チクル妄想工房

サークル「小公園」の仮拠点です。ガムベースの作ったものを載せたり、他人の創作物への感想を書いたりしています。

10年前の NovelsM@ster から、あのんちゃんへ

別名義で投稿していましたが、10年前だし、もうよいかなと思います。

ろきう という名前でノベマスを投稿しておりました。

 

いまあらためて見返すと、当時自分が何を考えていたのか、どんな悩みがあったのか、生活にどんな困難があったか、同じ界隈の人との認識の決定的な差異、後ろめたさ、様々な記憶がよみがえり、涙さえ出そうになります。

 

好きなものを好きでいるというのは簡単なようでいて難しい。自分の好きを支えてくれるのは案外同じものを好きでいる他人だったりします。しかし、自分と他人の好きは絶対に重ならない。同じなのは「好き」であるという漠然とした感情の傾向だけです。他人の「好き」は究極的には理解できない。反面、それはただ単に尊重しなければならないものでもあります。

自分の好きが周囲のそれとかけ離れていればいるほど、自分はおかしいのではないか、向き合えていないのではないかという不安が生じてきたりするものです。天海春香との思い出として欠かしてはならないものを自分は欠いているのではないか、知らなければならないものを知らないのではないか、経験しなければならないものを経験していないのではないか。そんな後ろめたさがありました。そのしんどさに、当時の自分は自分なりに向き合おうとしていたと思います。

 

いまはどうでしょうか。あのんちゃんに向き合えているでしょうか。

何かを好きでいることにおける規範というものがあるでしょうか。理想的な好きとは。多数派がより道徳的なのでしょうか。邪道というものもあるでしょうか。そもそも、あのんちゃんはアバターであり、中身はありません。中身は自分だったり、他のプレイヤーだったりです。私たちはあのんちゃんをアバターとして愛するしかないのでしょうか? あのんちゃんは、コミュニケーションツールとして使用することが好きのあり方の規範なのでしょうか?
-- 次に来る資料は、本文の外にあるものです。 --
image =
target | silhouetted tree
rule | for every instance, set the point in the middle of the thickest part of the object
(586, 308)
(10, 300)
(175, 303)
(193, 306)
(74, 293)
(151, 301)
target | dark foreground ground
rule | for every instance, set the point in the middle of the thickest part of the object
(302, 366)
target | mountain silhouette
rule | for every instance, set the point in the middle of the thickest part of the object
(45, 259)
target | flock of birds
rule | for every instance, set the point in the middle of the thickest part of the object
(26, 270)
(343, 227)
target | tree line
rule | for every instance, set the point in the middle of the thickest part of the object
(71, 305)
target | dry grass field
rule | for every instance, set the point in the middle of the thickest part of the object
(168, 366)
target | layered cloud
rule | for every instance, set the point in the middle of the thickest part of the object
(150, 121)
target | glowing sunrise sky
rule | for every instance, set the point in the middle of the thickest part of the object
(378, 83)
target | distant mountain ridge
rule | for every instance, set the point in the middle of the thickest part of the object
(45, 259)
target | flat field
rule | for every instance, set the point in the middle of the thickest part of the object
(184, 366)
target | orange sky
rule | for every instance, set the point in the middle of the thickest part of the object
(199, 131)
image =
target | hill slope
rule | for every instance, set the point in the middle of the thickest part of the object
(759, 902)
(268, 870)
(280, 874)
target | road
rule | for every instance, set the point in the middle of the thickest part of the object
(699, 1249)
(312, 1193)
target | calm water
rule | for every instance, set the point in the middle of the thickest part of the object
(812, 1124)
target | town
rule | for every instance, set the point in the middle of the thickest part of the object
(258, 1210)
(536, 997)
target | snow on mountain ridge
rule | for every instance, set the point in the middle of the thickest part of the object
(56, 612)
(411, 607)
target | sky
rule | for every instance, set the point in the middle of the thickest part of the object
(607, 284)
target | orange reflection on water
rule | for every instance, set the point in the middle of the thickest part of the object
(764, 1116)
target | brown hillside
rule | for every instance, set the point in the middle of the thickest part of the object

いつか、天海春香のことを空洞であると私は思っていました。皆が天海春香を好きだけれど、皆の見る天海春香はそれぞれ異なった姿をしている。皆、別々の思い出を持っている。それは、私たちはそれぞれ天海春香の一面しか知ることはできないということかもしれないし、あるいは、天海春香は我々の数だけ我々とともにいるということかもしれません。その中心の天海春香は、誰から見てもこれこそ唯一である実体というものは無い、空洞のようなものであると。

あのんちゃんはどうでしょうか。あのんちゃんとは何なのでしょうか。あのんちゃんを好きでいるとはどういうことでしょうか。VRChatという、コミュニケーションを目的とするプラットフォームで、アバターを愛するというのは、アバターを綺麗に飾り付け、可愛く撮った写真をアップロードし、他人のあのんちゃんも愛しく思い、互いにあのんちゃんが好きであることを喜び合うことでしょうか。そうかもしれません、しかし……

それを超え出た場所はあるでしょうか。あるとすれば、そこにはどんな光景が広がっているでしょうか。天海春香以上の、途方もない真空が広がっているだけなのでしょうか。

 

何かを好きであることを皆が表現する世界で、自分がどうふるまったらよいか、何をどのように表現したらよいか、それを考える方法は事前に与えられてはいません。同じ共同体の他者を見て私たちは学習し、模倣し、表現手段を得てゆきます。そして共同体に馴染んでゆきます。

私たちは決して自由ではありません。観測できる世界は限られているし、現実に取れる手段は限られているし、ありとあらゆる制約を受けて、自分のふるまいは方向づけられてゆきます。そういった環境的な要因によって方向づけられた自らのふるまいに、自らの好きという気持ちもまた、引っ張られてゆきます。自分の気持ちすら自由になるものではありません。

それでも自由でありたい。自由ではないと分かってはいても、です。